Bimbang

POV Sherly

Perjalanan pulang sore itu terasa sedikit berbeda dari biasanya. Pak Ariel, yang biasanya duduk di depan bersama Pak Agus, memilih duduk di sampingku di kursi belakang. Aku bisa merasakan jarak yang begitu dekat di antara kami, namun ada dinding tak kasat mata yang terus membatasi kami.

"Besok sudah weekend," ucapnya, memulai percakapan dengan nada santai. "Kamu ada rencana apa, Sher?"

Aku sempat tertegun. Mengapa Pak Ariel tiba-tiba menanyakan hal ini? Apakah dia tahu sesuatu? Ataukah ini hanya sekadar basa-basi? Pikiranku melayang sejenak sebelum aku berhasil menyusun jawaban.

"Saya ada rencana pergi bersama Ibu ke taman hiburan," jawabku. Itu bukan kebohongan, tapi tetap saja rasanya ada yang kusembunyikan.

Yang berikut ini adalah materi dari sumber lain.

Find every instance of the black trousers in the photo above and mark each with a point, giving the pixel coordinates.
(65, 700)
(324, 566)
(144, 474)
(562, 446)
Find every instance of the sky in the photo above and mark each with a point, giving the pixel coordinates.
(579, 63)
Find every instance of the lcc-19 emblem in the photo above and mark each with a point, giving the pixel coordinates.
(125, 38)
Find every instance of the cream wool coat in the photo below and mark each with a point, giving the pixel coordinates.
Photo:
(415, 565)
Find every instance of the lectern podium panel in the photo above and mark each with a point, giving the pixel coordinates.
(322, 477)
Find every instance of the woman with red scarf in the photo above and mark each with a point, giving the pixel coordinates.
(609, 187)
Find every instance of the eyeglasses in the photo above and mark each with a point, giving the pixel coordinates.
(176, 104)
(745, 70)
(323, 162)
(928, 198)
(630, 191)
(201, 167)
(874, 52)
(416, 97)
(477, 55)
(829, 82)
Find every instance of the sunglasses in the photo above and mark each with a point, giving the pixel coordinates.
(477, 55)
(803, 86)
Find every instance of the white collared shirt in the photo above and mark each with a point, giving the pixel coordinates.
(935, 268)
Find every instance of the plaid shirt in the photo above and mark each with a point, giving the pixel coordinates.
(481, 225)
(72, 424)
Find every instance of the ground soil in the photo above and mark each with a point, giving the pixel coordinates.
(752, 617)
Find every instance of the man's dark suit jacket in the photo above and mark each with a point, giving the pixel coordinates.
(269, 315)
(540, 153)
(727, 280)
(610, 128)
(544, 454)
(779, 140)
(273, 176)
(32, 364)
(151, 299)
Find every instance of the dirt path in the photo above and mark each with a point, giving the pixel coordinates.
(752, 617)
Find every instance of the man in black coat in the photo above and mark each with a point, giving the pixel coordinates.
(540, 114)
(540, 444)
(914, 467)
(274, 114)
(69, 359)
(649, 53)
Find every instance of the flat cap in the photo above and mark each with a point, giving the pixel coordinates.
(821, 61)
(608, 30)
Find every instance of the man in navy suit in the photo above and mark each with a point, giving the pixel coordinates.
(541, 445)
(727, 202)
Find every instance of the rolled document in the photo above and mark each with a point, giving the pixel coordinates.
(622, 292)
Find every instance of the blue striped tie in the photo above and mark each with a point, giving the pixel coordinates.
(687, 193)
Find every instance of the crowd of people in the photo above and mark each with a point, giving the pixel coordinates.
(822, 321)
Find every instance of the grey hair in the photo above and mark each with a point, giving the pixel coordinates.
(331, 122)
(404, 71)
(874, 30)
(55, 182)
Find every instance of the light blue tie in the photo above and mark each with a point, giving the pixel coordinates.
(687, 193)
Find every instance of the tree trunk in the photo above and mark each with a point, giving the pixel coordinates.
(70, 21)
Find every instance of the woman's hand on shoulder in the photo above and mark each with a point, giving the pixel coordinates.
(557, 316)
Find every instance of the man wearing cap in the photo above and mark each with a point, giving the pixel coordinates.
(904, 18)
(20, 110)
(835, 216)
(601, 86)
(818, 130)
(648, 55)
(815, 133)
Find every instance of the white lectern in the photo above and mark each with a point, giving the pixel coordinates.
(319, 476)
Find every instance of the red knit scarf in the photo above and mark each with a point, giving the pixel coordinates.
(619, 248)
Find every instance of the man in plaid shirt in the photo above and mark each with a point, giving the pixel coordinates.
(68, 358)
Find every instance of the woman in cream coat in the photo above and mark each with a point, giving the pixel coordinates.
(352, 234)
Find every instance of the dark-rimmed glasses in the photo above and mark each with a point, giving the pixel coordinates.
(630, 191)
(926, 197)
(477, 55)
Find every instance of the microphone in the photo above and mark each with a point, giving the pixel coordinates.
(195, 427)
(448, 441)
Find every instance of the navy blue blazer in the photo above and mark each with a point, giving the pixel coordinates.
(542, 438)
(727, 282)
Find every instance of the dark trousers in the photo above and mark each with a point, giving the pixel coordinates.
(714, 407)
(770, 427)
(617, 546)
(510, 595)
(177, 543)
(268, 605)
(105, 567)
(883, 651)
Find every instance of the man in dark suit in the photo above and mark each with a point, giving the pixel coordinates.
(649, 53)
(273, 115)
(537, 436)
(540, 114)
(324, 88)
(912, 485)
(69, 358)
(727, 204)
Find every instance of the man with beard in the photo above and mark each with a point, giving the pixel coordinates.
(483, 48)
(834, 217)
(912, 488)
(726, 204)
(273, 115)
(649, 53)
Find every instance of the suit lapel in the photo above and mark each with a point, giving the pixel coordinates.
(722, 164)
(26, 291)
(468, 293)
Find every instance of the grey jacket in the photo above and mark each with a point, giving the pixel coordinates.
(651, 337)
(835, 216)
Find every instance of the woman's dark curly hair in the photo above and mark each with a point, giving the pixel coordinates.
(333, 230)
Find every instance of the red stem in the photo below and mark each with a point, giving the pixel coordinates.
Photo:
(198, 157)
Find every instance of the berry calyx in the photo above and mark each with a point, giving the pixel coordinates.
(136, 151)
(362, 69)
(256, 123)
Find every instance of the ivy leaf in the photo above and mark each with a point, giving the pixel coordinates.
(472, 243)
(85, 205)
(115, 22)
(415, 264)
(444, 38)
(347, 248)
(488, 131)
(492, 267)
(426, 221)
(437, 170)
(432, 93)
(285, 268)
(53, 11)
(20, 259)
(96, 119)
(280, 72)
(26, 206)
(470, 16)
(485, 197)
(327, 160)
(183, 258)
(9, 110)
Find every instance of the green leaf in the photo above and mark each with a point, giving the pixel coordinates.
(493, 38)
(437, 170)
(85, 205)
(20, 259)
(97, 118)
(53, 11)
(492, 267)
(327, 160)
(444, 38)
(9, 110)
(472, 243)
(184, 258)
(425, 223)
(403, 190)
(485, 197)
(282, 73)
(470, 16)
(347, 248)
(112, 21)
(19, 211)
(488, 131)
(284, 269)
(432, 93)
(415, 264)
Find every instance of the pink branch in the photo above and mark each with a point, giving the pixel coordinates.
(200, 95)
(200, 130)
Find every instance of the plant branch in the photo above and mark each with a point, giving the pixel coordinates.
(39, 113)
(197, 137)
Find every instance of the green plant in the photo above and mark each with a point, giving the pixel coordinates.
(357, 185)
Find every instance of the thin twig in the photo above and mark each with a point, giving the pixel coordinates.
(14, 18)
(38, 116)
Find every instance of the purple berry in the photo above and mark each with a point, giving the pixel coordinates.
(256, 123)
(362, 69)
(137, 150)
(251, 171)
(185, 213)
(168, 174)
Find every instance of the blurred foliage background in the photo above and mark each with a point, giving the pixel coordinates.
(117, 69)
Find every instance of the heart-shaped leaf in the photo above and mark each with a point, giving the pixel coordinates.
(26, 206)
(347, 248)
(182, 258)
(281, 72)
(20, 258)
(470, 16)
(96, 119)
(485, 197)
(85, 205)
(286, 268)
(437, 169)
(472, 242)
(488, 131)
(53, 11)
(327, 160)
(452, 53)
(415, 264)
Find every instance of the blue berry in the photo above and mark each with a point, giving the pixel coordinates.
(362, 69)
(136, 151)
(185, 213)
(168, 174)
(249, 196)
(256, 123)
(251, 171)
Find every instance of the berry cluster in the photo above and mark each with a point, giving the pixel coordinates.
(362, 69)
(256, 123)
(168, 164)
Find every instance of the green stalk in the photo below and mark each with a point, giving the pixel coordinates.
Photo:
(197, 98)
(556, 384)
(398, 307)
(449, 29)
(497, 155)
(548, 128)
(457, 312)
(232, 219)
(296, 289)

Pak Ariel mengangguk pelan, lalu tersenyum kecil. "Bagus kalau begitu. Senang mendengar kamu punya waktu untuk bersantai." Nada suaranya terdengar tulus, tapi entah kenapa aku merasa tidak nyaman. Rasa bersalah menyelinap di hatiku.

Aku buru-buru berusaha mengalihkan fokus pembicaraan. "Kalau Pak Ariel sendiri? Ada rencana apa?"

Dia mendesah kecil, lalu menjawab dengan nada ringan, tapi aku bisa merasakan ada beban di balik suaranya. "Besok saya ada jadwal kontrol ke rumah sakit. Sepertinya akhir pekan saya ya begitu-begitu saja." Dia tertawa kecil, namun tawa itu tidak benar-benar sampai ke matanya. "Kadang saya pikir, kapan ya saya bisa benar-benar libur seperti orang lain."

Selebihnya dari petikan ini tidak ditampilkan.